Барбаре пришлось изрядно повозиться, прежде чем удалось отвязать часы. Действовать ей пришлось в неудобном положении, к тому же одной рукой. Выбросив их в темноту за окном автомобиля, она сказала:

— Хью, я не думаю, что Понс ожидал, что мы примем его предложение.
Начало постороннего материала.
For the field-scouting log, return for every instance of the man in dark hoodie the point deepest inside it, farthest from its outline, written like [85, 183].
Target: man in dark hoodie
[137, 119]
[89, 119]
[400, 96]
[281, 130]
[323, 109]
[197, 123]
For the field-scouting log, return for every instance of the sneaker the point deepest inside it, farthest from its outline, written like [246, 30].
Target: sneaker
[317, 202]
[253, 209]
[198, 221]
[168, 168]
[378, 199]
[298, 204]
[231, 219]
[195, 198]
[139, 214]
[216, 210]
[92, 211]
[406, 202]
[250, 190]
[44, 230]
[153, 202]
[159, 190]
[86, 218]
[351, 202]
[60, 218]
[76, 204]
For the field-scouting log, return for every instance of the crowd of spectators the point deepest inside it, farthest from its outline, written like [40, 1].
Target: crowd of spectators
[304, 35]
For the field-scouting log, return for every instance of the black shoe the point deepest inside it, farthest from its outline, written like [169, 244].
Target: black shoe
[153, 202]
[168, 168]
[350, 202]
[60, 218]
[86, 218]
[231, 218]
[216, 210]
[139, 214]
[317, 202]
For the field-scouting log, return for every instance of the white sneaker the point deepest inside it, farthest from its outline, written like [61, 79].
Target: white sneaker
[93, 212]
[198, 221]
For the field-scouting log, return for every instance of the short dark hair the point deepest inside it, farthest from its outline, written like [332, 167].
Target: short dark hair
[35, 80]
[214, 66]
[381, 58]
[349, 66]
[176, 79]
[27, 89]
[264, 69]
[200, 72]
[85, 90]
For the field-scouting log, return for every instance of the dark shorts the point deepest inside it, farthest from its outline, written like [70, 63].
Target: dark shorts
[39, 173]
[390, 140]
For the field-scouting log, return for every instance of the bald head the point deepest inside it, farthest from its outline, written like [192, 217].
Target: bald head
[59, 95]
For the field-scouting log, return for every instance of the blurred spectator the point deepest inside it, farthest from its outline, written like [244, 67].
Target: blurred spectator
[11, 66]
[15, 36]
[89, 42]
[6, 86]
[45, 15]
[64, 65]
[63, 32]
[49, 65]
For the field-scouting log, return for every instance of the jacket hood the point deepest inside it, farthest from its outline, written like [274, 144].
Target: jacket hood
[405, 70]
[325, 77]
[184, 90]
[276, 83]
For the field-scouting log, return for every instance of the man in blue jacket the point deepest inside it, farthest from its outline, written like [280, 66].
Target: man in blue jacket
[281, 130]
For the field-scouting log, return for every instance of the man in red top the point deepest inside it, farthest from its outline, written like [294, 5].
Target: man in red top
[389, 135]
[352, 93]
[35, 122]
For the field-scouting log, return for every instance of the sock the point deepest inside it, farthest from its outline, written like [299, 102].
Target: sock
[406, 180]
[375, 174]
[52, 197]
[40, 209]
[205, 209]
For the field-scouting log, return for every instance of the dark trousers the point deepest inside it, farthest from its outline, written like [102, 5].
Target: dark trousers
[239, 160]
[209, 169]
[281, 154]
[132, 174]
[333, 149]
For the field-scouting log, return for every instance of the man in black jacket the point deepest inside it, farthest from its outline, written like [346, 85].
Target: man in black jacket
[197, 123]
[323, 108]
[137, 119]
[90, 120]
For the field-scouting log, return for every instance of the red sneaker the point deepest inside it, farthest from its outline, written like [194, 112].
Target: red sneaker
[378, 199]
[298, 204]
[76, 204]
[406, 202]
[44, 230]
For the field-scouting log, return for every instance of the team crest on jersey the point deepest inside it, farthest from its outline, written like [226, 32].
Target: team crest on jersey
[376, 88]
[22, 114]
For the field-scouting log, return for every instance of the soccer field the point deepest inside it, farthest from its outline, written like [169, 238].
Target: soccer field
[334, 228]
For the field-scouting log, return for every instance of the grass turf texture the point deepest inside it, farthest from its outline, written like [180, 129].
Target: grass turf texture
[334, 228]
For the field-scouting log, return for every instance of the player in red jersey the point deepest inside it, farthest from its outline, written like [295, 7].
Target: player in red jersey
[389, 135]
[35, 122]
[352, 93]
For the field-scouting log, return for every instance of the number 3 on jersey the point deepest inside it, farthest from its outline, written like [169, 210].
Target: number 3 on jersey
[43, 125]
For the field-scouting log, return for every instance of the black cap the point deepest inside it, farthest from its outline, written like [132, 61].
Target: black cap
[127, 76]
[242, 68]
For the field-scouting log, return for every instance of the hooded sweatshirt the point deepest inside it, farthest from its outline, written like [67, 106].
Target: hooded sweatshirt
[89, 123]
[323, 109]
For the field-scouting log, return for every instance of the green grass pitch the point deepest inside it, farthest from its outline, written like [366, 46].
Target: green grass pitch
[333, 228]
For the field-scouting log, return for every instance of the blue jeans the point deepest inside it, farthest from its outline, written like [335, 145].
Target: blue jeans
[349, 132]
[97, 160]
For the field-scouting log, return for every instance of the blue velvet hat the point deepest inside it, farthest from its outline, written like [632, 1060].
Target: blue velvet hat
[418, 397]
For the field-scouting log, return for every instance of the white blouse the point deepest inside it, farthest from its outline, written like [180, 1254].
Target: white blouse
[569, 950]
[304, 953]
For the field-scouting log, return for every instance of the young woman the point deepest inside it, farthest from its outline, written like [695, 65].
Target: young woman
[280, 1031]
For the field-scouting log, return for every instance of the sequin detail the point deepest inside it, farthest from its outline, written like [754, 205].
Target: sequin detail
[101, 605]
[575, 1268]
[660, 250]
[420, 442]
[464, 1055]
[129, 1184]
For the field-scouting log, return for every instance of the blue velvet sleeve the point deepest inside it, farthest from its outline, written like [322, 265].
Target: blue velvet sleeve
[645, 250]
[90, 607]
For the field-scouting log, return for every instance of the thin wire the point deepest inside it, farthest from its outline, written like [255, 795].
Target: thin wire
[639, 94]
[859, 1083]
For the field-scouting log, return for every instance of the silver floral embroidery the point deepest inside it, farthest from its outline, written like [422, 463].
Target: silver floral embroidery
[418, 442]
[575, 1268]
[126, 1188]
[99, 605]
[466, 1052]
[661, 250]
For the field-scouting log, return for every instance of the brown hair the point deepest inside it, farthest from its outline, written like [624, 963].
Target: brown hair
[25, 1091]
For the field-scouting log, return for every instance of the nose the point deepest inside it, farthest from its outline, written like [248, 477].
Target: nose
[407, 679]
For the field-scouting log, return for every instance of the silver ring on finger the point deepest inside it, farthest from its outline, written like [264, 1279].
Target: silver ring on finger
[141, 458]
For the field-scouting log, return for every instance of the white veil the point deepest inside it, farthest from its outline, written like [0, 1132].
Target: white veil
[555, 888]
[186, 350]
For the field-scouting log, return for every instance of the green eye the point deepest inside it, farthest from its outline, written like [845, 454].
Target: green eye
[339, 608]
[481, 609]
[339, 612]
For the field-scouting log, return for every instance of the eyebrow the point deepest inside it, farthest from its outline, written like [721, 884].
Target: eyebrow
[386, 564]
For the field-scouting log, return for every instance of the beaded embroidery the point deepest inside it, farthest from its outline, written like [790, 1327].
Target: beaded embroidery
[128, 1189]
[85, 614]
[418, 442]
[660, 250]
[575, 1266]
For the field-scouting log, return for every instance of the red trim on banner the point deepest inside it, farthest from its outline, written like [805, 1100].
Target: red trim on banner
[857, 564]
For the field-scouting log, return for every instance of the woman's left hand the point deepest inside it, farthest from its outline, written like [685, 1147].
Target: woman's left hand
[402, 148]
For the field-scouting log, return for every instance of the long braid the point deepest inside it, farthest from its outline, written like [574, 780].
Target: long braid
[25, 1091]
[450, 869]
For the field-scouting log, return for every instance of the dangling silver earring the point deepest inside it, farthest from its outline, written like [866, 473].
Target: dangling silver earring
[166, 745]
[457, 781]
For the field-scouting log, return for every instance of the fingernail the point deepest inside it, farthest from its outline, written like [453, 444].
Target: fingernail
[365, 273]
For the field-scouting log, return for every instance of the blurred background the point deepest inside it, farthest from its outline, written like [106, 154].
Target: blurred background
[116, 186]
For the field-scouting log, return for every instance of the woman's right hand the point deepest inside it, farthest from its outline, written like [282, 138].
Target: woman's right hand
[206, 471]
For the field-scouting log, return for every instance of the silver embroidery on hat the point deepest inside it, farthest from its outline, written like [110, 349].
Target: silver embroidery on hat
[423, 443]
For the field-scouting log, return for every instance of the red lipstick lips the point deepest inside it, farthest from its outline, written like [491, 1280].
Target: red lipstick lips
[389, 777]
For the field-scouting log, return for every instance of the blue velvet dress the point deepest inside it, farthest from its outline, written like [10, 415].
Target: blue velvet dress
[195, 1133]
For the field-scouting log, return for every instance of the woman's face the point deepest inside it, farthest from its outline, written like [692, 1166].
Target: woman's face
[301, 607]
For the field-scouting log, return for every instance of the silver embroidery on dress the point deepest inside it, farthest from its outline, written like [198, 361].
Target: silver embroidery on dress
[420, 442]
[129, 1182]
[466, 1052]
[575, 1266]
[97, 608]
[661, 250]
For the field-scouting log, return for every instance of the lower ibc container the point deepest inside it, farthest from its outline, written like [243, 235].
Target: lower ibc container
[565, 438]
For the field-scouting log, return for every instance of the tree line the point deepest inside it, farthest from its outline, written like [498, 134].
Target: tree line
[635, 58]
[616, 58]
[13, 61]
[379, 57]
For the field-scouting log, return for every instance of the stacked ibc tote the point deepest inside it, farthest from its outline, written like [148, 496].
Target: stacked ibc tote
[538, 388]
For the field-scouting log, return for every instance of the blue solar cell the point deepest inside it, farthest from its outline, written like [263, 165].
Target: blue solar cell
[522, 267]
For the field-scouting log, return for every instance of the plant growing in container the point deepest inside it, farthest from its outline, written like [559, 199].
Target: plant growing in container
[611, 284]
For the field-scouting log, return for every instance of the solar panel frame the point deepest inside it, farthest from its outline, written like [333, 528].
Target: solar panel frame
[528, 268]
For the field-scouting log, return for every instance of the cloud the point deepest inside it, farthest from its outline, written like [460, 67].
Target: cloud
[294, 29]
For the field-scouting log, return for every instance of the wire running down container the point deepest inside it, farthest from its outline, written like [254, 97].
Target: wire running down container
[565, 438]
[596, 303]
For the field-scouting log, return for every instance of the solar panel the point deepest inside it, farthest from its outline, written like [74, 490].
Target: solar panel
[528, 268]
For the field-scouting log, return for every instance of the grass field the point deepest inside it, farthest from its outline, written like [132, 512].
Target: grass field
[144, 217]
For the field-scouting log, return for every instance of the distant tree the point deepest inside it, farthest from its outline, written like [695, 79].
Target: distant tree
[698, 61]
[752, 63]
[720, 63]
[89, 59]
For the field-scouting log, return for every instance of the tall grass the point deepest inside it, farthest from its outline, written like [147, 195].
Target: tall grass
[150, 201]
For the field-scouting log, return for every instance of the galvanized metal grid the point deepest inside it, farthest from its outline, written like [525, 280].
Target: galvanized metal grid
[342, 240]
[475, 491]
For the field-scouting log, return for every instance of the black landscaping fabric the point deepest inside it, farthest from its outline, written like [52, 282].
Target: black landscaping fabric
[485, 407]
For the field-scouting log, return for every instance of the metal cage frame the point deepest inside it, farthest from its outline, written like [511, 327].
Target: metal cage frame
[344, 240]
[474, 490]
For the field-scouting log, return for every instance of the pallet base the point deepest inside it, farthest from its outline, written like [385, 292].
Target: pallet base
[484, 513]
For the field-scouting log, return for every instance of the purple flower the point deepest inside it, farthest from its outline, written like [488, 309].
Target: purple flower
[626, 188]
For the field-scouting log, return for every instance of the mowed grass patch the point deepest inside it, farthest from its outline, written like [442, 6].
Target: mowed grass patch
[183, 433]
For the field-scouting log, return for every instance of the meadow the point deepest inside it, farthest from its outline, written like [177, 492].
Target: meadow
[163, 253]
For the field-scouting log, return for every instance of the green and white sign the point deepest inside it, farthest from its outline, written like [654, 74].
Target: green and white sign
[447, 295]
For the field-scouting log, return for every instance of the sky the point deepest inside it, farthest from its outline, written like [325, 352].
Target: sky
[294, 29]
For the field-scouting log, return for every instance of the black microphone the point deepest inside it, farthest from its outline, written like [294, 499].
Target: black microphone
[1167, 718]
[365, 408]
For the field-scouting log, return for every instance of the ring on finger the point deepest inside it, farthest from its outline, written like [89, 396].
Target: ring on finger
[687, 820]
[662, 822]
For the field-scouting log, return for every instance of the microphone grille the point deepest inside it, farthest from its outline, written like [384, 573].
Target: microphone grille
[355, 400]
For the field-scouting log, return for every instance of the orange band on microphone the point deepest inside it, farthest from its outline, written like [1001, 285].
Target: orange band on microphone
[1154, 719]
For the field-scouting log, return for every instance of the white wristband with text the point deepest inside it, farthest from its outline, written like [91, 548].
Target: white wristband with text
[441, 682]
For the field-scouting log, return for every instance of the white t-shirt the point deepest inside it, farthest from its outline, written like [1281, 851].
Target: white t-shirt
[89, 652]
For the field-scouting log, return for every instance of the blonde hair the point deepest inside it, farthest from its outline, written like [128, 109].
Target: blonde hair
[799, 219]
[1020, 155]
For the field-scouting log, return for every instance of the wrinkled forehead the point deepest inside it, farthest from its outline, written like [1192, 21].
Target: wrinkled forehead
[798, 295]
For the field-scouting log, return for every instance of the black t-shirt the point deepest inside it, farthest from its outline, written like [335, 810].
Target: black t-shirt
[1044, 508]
Мне кажется, он сознательно поставил такое условие, на которое я никогда бы не согласилась, даже если бы ты и решился принести себя в жертву.

— Конечно! Он воспользовался нами, как морскими свинками — или как своей белой мышью — и вынудил нас «согласиться». Барбара, ты знаешь, я, в принципе, могу выносить и даже в чем-то понимать откровенных сукиных сынов. Но, на мой взгляд, Понс гораздо хуже, чем все они вместе взятые. Ведь у него всякий раз были как будто самые добрые намерения. Он всегда мог доказать как дважды два, что пинок, который он тебе дает, служит тебе на пользу. Я презираю его.

Барбара возразила:

— Хью, а сколько белых людей нашего времени, если бы они обладали такой же властью и могуществом, как Понс, пользовались бы ими с такой же мягкостью, как он?

— Что? Да нисколько. Даже твой покорный слуга не был бы способен на это. Кстати, насчет «белых людей» — это мимо цели. Цвет кожи тут ни при чем.